Results : Fourteen (58%) patients were women and the mean age was 51 (25-79). Among 36 eyes of 24 patients included, 12 (33%) were classified as anterior scleritis (9 diffuse, 2 nodular, 1 necrotizing), 7 (19%) as posterior scleritis and 5 (14%) as both anterior/posterior scleritis. Anterior uveitis was associated with scleritis at baseline for 17/36 (47%) eyes, panuveitis for 13 (36%) eyes, and intermediate uveitis for 2 (5%) eyes. Eight patients (33%) were diagnosed with a systemic autoimmune disease, 5 (21%) presented with orbital pseudotumor and 2 (8%) had a sclerouveitis due to an HSV infection.
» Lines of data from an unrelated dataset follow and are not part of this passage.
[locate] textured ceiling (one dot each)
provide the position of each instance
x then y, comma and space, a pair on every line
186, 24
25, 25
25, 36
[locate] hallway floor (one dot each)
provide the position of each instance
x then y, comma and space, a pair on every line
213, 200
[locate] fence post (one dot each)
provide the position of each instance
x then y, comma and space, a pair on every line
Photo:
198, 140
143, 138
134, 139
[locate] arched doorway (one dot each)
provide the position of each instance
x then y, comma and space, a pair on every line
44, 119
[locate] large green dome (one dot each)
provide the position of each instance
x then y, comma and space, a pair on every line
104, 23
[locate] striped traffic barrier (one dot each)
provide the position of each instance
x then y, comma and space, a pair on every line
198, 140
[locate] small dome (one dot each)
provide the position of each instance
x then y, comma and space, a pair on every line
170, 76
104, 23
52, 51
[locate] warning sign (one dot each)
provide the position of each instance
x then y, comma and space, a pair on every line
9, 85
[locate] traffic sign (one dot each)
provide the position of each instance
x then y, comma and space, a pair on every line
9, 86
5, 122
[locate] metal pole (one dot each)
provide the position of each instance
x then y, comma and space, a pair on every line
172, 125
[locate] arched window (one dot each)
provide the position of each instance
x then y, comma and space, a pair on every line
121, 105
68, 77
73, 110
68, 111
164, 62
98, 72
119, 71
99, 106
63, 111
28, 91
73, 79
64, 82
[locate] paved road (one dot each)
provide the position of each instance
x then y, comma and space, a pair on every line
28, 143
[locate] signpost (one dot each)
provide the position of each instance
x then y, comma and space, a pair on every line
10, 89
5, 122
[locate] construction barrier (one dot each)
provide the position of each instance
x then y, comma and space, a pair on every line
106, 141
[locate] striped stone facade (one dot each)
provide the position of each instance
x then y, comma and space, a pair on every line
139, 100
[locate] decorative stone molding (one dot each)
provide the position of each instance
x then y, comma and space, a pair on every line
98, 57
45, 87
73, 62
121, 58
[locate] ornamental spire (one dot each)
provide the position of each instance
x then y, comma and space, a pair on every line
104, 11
At baseline, 12/36 eyes (33%) showed a VA ≤ 20/40. Median follow up was 40 months (IQR 20-81). VA at last visit was ≤20/40 for 16 eyes (44%). Secondary complications included cataract (n=14 patients, 58%), epiretinal membranes or macular changes (n=10, 42%), and choroidal inflammation/scars (n=10, 42%). At last visit, 15 (62.5%) patients required corticosteroid and/or immunomodulating therapy (IMT), with 8 (33%) requiring multiple agents during follow-up, while 9 (37.5%) required no therapy. The median flare-free interval was 4 months (IQR 0-12).

Conclusions : Scleritis with intraocular inflammation was associated with a high rate of visual morbidity and the majority of patients required systemic immunosuppression. Despite multiple immunomodulatory agents, worsening of vision was observed at long-term follow-up.

This abstract was presented at the 2019 ARVO Annual Meeting, held in Vancouver, Canada, April 28 - May 2, 2019.